Offical implementation for the paper "BadCM: Invisible Backdoor Attack against Cross-Modal Learning", which has been accepted by IEEE TIP.
pip install -r requirements.txt
mkdir third_party
cd third_party
build detection
We use pretrained grid-feats-vqa for object detection.
mkdir detection
cd detection
git clone https://github.com/facebookresearch/grid-feats-vqa.git
python -m pip install 'git+https://github.com/facebookresearch/detectron2.git@ffff8ac'
mkdir weights
wget -P weights https://dl.fbaipublicfiles.com/grid-feats-vqa/X-152/X-152.pth
wget -P weights https://raw.githubusercontent.com/SRI-CSL/TrinityMultimodalTrojAI/main/data/annotation_map.json
cd ..
NUS-WIDE, MS-COCO and IAPR-TC are the most widely used databases for the evaluation of crossmodal retrieval. For each dataset, we split it into three parts: training set, test (query) set, and retrieval set, as shown in the following table.
Dataset | Modality | |||
---|---|---|---|---|
NUS-WIDE | Image/Tag | 190,421 | 10,500/2,100 | 21 |
MS-COCO | Image/Short Sentence | 123,287 | 10,000/5,000 | 80 |
IAPR-TC | Image/Long Sentence | 20,000 | 10,000/2,000 | 255 |
The partitioned dataset can be downloaded from here. Note that we do not offer the original images, you can access them from the official website of each dataset.

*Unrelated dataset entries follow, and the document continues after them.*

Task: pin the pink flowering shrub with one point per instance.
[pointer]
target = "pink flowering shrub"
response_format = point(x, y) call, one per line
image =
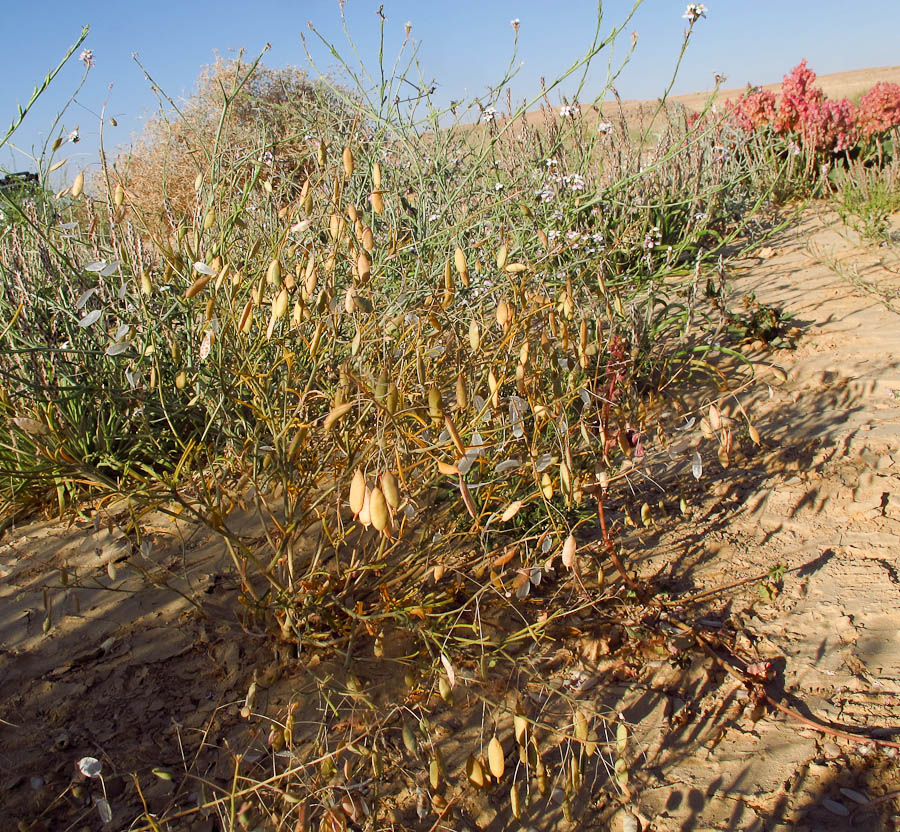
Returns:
point(821, 126)
point(879, 109)
point(755, 110)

The dataset directory is organized as follows:
../data
├── MS-COCO
│ ├── train2014/
│ ├── val2014/
│ ├── cm_database_imgs.txt
│ ├── cm_database_labels.txt
│ ├── cm_database_txts.txt
│ ├── cm_test_imgs.txt
│ ├── cm_test_labels.txt
│ ├── cm_test_txts.txt
│ ├── cm_train_imgs.txt
│ ├── cm_train_labels.txt
│ └── cm_train_txts.txt
├── IAPR-TC
│ ...
└── NUS-WIDE
...
For visual modality
# extract regions by object detector
python -m badcm.regions_extractor --dataset MS-COCO --split train
python -m badcm.regions_extractor --dataset MS-COCO --split test
# extract modality-invariant regions by cross-modal mining scheme
python -m badcm.critical_regions --dataset MS-COCO --modal image --split train
python -m badcm.critical_regions --dataset MS-COCO --modal image --split test
For textual modality
# extract modality-invariant keywords by cross-modal mining scheme
python -m badcm.critical_regions --dataset MS-COCO --modal text --split train
python -m badcm.critical_regions --dataset MS-COCO --modal text --split test
Poisoning Images
python main.py --config_name visual.yaml --dataset MS-COCO # train the visual trigger generator
python main.py --config_name visual.yaml --dataset MS-COCO --phase apply --checkpoint [path-of-checkpoint]
Poisoning Text
python main.py --config_name textual.yaml --dataset MS-COCO
We utilize Benign Accuracy (BA) and Attack Success Rate (ASR) to validate the effectiveness of backdoor attacks. The mean average precision (MAP) and targeted mean average precision (t-MAP) are used to evaluate the benign accuracy and attack success rate of the retrieval task,
Training cross-modal model with clean dataset
python main.py --config_name dscmr.yaml
Training under BadNets attack
python main.py --config_name dscmr.yaml --attack BadNets --percentage 0.05
Training under BadCM attack (our method)
python main.py --config_name dscmr.yaml --attack BadCM --percentage 0.05
If you find this work is useful, please cite the following:
@ARTICLE{10478868,
author={Zhang, Zheng and Yuan, Xu and Zhu, Lei and Song, Jingkuan and Nie, Liqiang},
journal={IEEE Transactions on Image Processing},
title={BadCM: Invisible Backdoor Attack Against Cross-Modal Learning},
year={2024},
volume={33},
pages={2558-2571},
doi={10.1109/TIP.2024.3378918}
}
The code is released under the Apache 2.0 license.